Round cornered cabinets usually have splayed legs, and wood hinged doors, which copy the design for hinges on architectural windows. Square cornered cabinets have doors usually attached by decorative metal hinges, with further functional decoration in the metal centre plate and, on occasion, horse hoof feet or lattice pattern used in the upper quadrant of the very tallest of cabinets.

These square cabinets are defiantly rectangular, and are almost pieces of architecture in their own right. While the square cabinets can be massive and make a bold statement about the wealth of the owner, the tapered cabinet has become regarded by many in our generation as one of the most beautiful forms of furniture of all time. 

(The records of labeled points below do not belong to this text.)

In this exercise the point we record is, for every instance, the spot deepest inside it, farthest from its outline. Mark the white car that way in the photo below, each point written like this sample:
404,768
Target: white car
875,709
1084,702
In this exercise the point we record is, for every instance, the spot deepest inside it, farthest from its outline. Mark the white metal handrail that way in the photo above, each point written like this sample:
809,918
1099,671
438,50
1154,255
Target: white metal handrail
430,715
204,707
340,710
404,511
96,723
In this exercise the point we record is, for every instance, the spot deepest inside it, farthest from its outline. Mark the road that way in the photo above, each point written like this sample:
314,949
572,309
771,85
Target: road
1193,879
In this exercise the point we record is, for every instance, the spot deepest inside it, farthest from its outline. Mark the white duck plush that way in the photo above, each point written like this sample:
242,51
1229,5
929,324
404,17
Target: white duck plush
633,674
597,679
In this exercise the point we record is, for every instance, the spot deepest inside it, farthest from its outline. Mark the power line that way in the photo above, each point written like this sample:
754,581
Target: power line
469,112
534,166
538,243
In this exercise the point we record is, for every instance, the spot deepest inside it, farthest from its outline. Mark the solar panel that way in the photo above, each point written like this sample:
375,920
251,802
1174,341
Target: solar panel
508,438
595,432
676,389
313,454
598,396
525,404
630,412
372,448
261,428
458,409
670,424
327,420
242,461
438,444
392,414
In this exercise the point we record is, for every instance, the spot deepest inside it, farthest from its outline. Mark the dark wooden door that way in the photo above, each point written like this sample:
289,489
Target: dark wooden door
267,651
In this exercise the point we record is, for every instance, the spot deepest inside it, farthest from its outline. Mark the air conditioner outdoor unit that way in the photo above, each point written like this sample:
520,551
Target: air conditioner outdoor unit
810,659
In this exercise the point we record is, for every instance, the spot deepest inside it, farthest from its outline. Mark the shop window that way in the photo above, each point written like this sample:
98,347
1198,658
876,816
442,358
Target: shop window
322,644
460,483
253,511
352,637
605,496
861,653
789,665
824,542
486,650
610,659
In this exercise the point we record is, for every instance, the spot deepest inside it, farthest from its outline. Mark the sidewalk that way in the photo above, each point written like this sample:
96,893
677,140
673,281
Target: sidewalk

They epitomise elegance, proportion and restraint, which collectively convey a sense of completeness, perfection and serenity. For those who admire the simple, clear lines of Bauhaus furniture, these are the Chinese equivalents of that perfection. The legs each slope inward in two planes, creating a subtle tapering, that is visually compelling. The eye of the craftsman that visualises such a piece combined with the skill to execute it is remarkable.

Larger cabinets were essentially wardrobes, which held garments and bed linen that was folded flat. A removable central stile ensures that garments can be laid flat without having to be worked around the stile itself. This is important if the master of the house was an official at court, as the wardrobe would contain his courtly robes. Indeed some of the square cornered cabinets have an additional matching box like structure which functions as their top quadrant, which is where the hats of court officials would be stored. These upper quadrants were sometimes open fronted, or used a lattice finish.

That these square cabinets are massive and impressive is perhaps reflected in the comments of a Dominican monk Gaspar de la Cruz  who observed in 1556 that these wardrobes were ‘huge cupboards, very well wrought and carved."  The best cabinets were placed where they could be best seen, leaving no doubt as to the importance of the household.

It is also worth mentioning that scholars, whose adminstrative role in society has been described elsewhere, used these cabinets to store their scrolls, calligraphy and  books, which led to the evolution of the wonderfully minimalist bookcases of the Ming period. They are essentially cabinet frames without any covering.

Given the variety of size and scale of cabinets, great thought is given when we source in China as to which styles and sizes would best fit contemporary housing and decorative themes.